ON MY MIND
MILLARD ARNOLD: The folly of rankings
The problem with surveys based on reputation, as Malcolm Gladwell wrote, is that they’re essentially just a compendium of prejudices
On behalf of the Sunday Times, market research agency Kantar TNS recently conducted a poll of 3,500 people older than 18 to determine the best fast-food restaurant in SA. The winner was KFC, which also won the overall grand prix award, making it SA’s favourite brand.
In its media release, Kantar said that not only were 3,500 people polled to find the winners for the 32 different consumer categories, but "468 business leaders and decision makers were interviewed to establish the top brands across 12 business categories".
It was a marvellously impressive exercise with an equally satisfying result: a thorough, systematic and exhaustive methodology that identified the number one brand in SA.
As a society, we like knowing what is considered the best, so surveys resonate; we love to argue over who is first or last, who is top or who hasn’t got a clue.
So, it was with great interest that I read the Financial Mail’s annual ranking of business schools. I must say, I have a more than passing curiosity, given that I serve as the CEO of the SA Business Schools Association.
The survey was intriguing: there were numerous charts that demonstrated with some earnestness that careful consideration had gone into a process that helped determine SA’s business schools with the best reputation. A number of graduates were polled, private sector executives were questioned and the schools were interviewed.
The central theme on which the business schools survey focused was the issue of reputation. In this day and age, it may well be of paramount importance. However, if you’re convinced a good reputation is a sure-fire indication of quality, you would do well to remember that, until recently, Bell Pottinger, KPMG and McKinsey all enjoyed significant prestige.
With business schools, there is a certain gibberish in equating reputation with quality. It is quality that determines excellence. Ideally, reputation follows quality.
The difficulty with the rankings is that they fail to address the fundamental issue of what constitutes quality education. The fact is, there is no satisfactory way to measure the quality of an institution — to determine how well it does in challenging, inspiring and educating its students.
The inherent use of reputation as a synonym for quality is dangerously misleading
Unfortunately, the relationship between reputation and quality is never addressed or articulated in the Financial Mail survey. Consequently, to conflate reputation with quality is an unforgivable mistake.
I am an enormous fan of Malcolm Gladwell’s incisive intellect and penetrating analysis.
Writing for the New Yorker magazine, Gladwell wrote: "Sound judgments of educational quality have to be based on specific, hard-to-observe features. But reputational ratings are simply inferences from broad, readily observable features of an institution’s identity such as its history, its prominence in the media or the elegance of its architecture. They are prejudices."
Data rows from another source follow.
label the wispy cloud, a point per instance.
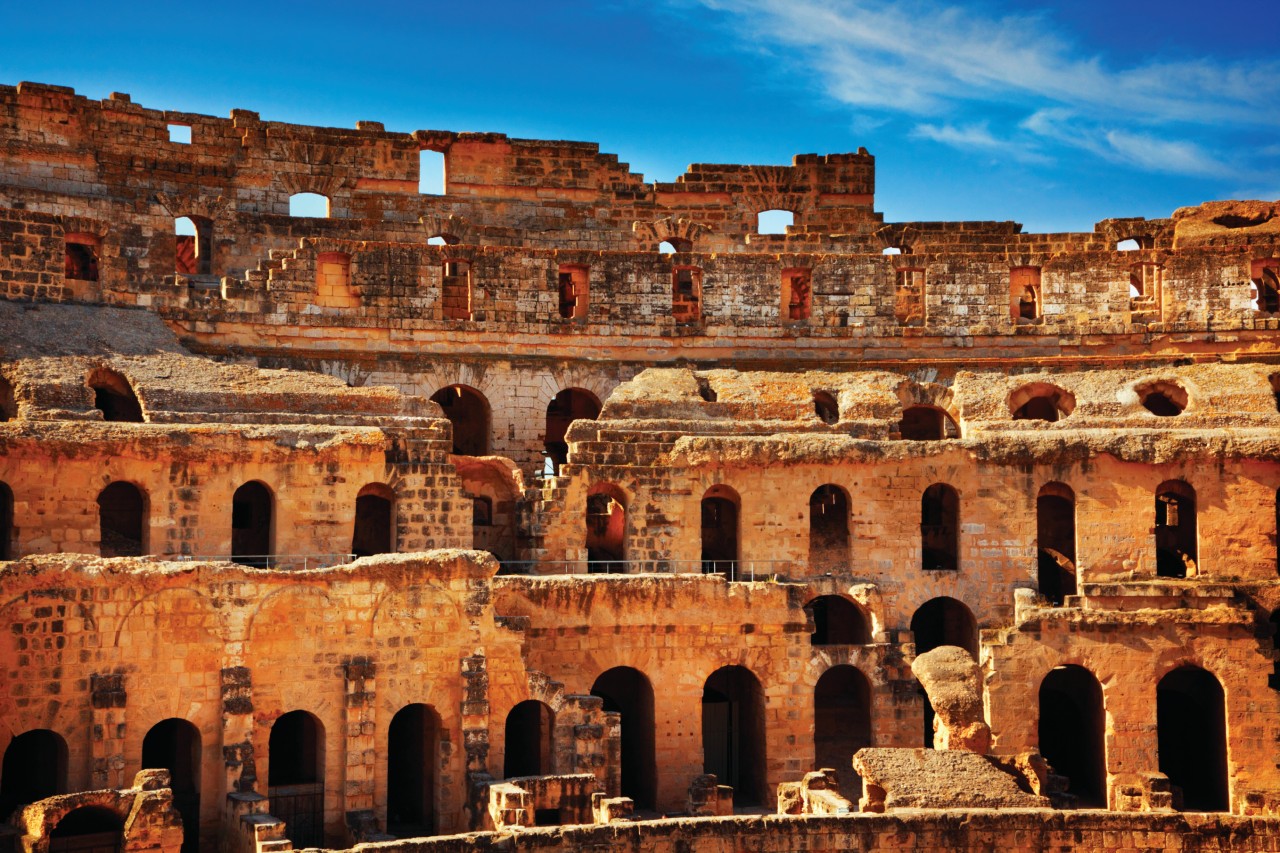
(929, 60)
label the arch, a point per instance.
(945, 621)
(940, 528)
(90, 829)
(841, 719)
(720, 512)
(33, 767)
(775, 222)
(1191, 729)
(1175, 529)
(114, 397)
(193, 245)
(826, 406)
(1162, 398)
(375, 515)
(7, 550)
(627, 692)
(606, 528)
(828, 529)
(1073, 731)
(1041, 401)
(122, 520)
(1055, 542)
(734, 743)
(432, 173)
(174, 746)
(309, 205)
(295, 780)
(412, 757)
(530, 740)
(837, 621)
(252, 524)
(927, 424)
(565, 407)
(469, 413)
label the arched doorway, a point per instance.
(606, 528)
(295, 781)
(122, 516)
(828, 529)
(1191, 724)
(627, 692)
(1072, 731)
(530, 728)
(374, 530)
(734, 733)
(837, 621)
(174, 746)
(720, 510)
(567, 406)
(412, 756)
(1055, 541)
(469, 413)
(252, 507)
(841, 720)
(33, 767)
(945, 621)
(87, 830)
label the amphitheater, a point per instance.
(567, 511)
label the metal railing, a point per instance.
(735, 570)
(283, 561)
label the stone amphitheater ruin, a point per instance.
(570, 511)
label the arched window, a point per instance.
(927, 424)
(252, 524)
(841, 719)
(469, 413)
(193, 246)
(837, 621)
(775, 222)
(734, 733)
(1191, 724)
(375, 529)
(1072, 731)
(828, 529)
(940, 528)
(1175, 529)
(606, 528)
(88, 829)
(945, 621)
(430, 172)
(295, 780)
(114, 397)
(720, 511)
(629, 693)
(412, 760)
(7, 550)
(35, 767)
(309, 205)
(122, 516)
(174, 746)
(1055, 539)
(565, 407)
(530, 740)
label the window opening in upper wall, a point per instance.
(775, 222)
(430, 173)
(310, 205)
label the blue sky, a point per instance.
(1055, 114)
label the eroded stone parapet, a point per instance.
(937, 779)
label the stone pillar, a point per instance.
(106, 747)
(360, 675)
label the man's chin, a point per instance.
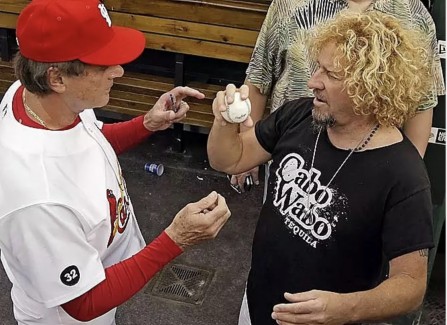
(321, 121)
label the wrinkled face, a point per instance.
(92, 88)
(332, 104)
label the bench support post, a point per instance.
(5, 44)
(179, 145)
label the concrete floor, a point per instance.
(156, 200)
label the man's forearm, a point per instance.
(224, 147)
(401, 293)
(258, 104)
(391, 298)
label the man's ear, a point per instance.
(55, 80)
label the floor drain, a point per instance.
(182, 283)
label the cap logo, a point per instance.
(105, 14)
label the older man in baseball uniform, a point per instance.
(69, 238)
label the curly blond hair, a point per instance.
(384, 66)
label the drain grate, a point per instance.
(182, 283)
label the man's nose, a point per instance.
(315, 81)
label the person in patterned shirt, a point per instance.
(280, 65)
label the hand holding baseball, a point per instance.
(233, 106)
(170, 108)
(199, 221)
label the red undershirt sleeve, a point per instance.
(123, 280)
(126, 135)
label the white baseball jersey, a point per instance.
(65, 215)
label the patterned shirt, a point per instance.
(280, 65)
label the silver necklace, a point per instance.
(31, 112)
(362, 144)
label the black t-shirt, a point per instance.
(377, 205)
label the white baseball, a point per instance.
(238, 111)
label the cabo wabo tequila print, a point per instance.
(307, 206)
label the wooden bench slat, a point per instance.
(242, 15)
(180, 28)
(200, 48)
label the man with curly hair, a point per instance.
(280, 65)
(347, 191)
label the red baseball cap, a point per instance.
(66, 30)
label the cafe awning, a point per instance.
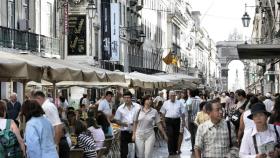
(15, 66)
(258, 51)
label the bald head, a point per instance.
(13, 97)
(172, 96)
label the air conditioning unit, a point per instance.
(23, 24)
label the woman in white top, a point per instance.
(245, 122)
(143, 129)
(263, 139)
(13, 126)
(96, 132)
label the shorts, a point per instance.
(181, 126)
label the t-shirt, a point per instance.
(51, 112)
(104, 106)
(98, 136)
(146, 120)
The difficulty is that no matter how objective they try to be, rankings drive reputation. What is missing from the survey is some definitive way of measuring educational outcomes. Without some way to determine quality, as Gladwell says, "our rankings are inherently arbitrary".
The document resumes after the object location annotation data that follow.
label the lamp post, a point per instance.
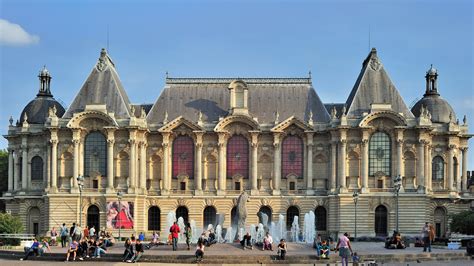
(355, 198)
(120, 196)
(397, 183)
(80, 183)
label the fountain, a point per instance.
(295, 229)
(309, 227)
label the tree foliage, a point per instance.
(10, 224)
(463, 223)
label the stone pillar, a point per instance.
(198, 178)
(166, 173)
(24, 167)
(342, 166)
(16, 174)
(143, 146)
(309, 154)
(132, 165)
(365, 165)
(110, 163)
(222, 164)
(420, 166)
(54, 164)
(451, 168)
(276, 164)
(254, 183)
(10, 170)
(464, 169)
(332, 180)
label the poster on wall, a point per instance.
(120, 215)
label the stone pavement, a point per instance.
(297, 254)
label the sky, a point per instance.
(146, 39)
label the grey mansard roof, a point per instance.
(374, 86)
(210, 96)
(103, 86)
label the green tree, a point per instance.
(463, 223)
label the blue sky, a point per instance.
(237, 39)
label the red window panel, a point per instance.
(292, 156)
(238, 156)
(183, 157)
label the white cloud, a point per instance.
(14, 35)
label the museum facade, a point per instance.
(106, 162)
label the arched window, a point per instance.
(93, 217)
(290, 216)
(209, 216)
(438, 168)
(237, 156)
(380, 153)
(265, 211)
(182, 211)
(292, 156)
(36, 168)
(183, 156)
(321, 218)
(381, 217)
(95, 154)
(154, 221)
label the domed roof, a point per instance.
(439, 108)
(37, 110)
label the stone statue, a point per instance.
(242, 211)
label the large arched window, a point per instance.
(183, 157)
(36, 168)
(209, 216)
(321, 218)
(380, 153)
(154, 221)
(182, 211)
(237, 156)
(290, 216)
(95, 154)
(292, 156)
(438, 168)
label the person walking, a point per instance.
(188, 233)
(345, 249)
(425, 234)
(174, 230)
(64, 234)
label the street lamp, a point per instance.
(355, 198)
(80, 183)
(397, 183)
(120, 196)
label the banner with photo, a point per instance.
(120, 215)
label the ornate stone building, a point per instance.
(206, 140)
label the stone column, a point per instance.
(309, 185)
(276, 164)
(54, 164)
(332, 179)
(166, 173)
(10, 170)
(254, 183)
(464, 169)
(420, 166)
(110, 164)
(132, 165)
(143, 146)
(365, 165)
(198, 178)
(222, 164)
(342, 166)
(451, 168)
(24, 167)
(16, 174)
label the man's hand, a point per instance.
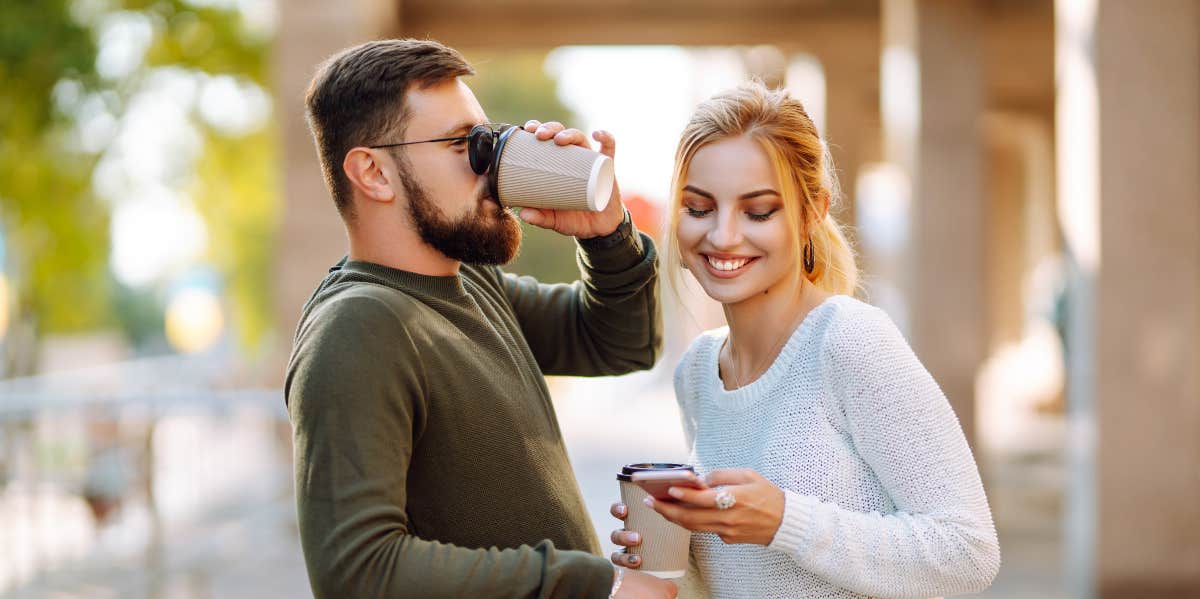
(581, 223)
(639, 586)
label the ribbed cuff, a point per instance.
(797, 525)
(619, 256)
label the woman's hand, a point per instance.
(581, 223)
(625, 539)
(754, 517)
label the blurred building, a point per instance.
(1043, 156)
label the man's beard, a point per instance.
(486, 235)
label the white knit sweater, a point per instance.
(883, 497)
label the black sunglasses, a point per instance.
(481, 145)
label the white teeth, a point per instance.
(719, 264)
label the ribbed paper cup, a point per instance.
(532, 173)
(664, 549)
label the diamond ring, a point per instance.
(725, 499)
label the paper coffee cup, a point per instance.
(664, 549)
(533, 173)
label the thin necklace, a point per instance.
(774, 352)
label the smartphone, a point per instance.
(658, 481)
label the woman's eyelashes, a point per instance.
(700, 213)
(762, 216)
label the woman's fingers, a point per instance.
(627, 559)
(607, 143)
(705, 498)
(573, 137)
(732, 477)
(625, 538)
(705, 520)
(547, 130)
(618, 510)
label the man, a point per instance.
(429, 460)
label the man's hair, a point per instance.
(358, 99)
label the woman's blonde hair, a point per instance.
(802, 166)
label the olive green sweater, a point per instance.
(429, 460)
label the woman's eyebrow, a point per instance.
(750, 195)
(757, 193)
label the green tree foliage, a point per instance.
(235, 186)
(55, 232)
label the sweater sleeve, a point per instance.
(354, 393)
(606, 323)
(940, 539)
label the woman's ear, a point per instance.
(365, 169)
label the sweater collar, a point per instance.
(445, 287)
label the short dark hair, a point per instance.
(358, 99)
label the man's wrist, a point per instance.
(622, 233)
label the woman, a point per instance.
(839, 468)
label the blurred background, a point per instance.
(1020, 177)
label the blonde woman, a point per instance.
(838, 468)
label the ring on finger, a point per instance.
(725, 499)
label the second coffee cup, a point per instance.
(664, 547)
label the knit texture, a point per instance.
(883, 497)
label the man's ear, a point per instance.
(365, 168)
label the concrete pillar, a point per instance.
(311, 237)
(1131, 210)
(851, 121)
(931, 99)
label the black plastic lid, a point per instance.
(627, 473)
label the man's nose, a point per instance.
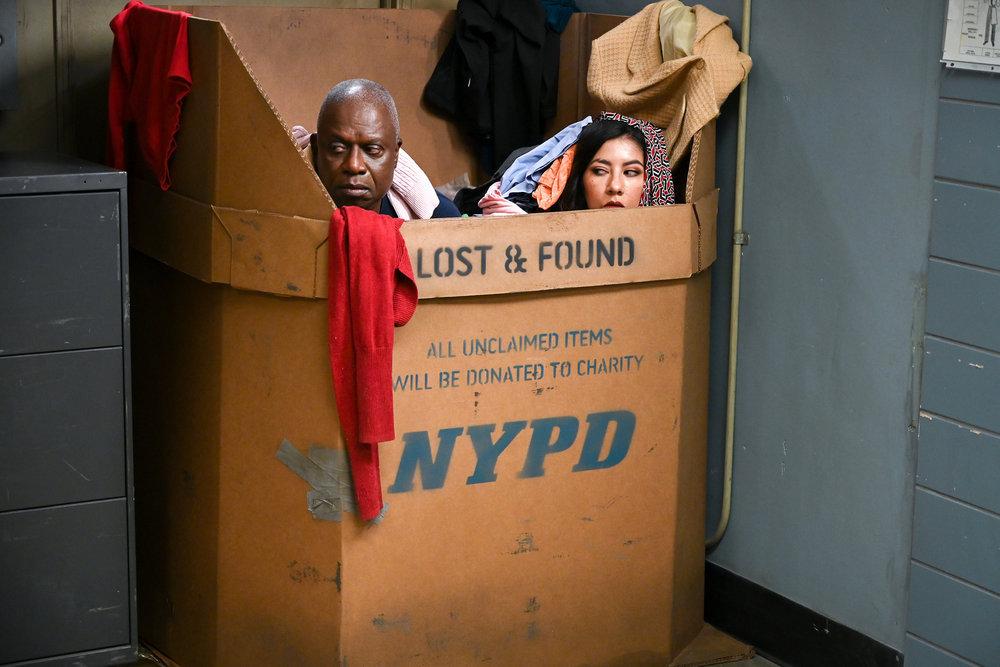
(354, 163)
Fanning the flames of elitism
Rankings are a disservice to the schools, too. The survey attempts to distil the complexities of multiple institutions down to a single figure without taking into consideration a multitude of extraneous factors, such as costs, location, context, size and student profile.
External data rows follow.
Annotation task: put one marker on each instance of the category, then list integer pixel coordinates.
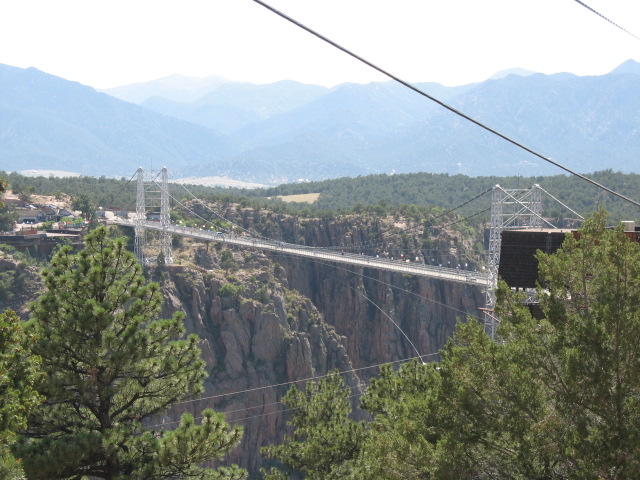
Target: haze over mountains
(288, 131)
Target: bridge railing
(401, 266)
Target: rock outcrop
(268, 322)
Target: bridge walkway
(315, 253)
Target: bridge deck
(442, 273)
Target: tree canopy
(110, 367)
(556, 398)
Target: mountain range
(288, 131)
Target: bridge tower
(152, 205)
(510, 209)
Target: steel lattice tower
(511, 209)
(152, 204)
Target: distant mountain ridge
(288, 131)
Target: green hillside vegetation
(551, 399)
(373, 193)
(104, 366)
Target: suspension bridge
(509, 209)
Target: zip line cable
(290, 383)
(400, 289)
(607, 19)
(443, 104)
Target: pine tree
(111, 365)
(18, 372)
(325, 440)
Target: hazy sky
(117, 42)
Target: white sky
(110, 43)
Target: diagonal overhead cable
(607, 19)
(441, 103)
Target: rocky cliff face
(258, 339)
(276, 320)
(270, 322)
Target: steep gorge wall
(296, 318)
In an environment in which issues of accessibility and affordability have reached crisis point, the implicit ideology couched in reputation fans the flames of elitism.
Rankings in and of themselves are not necessarily a problem. In this case, however, the inherent use of reputation as a synonym for quality is dangerously misleading.
A survey that really addresses the value of business schools to the advancement of SA society would be a far better and more useful contribution than rankings based on reputation.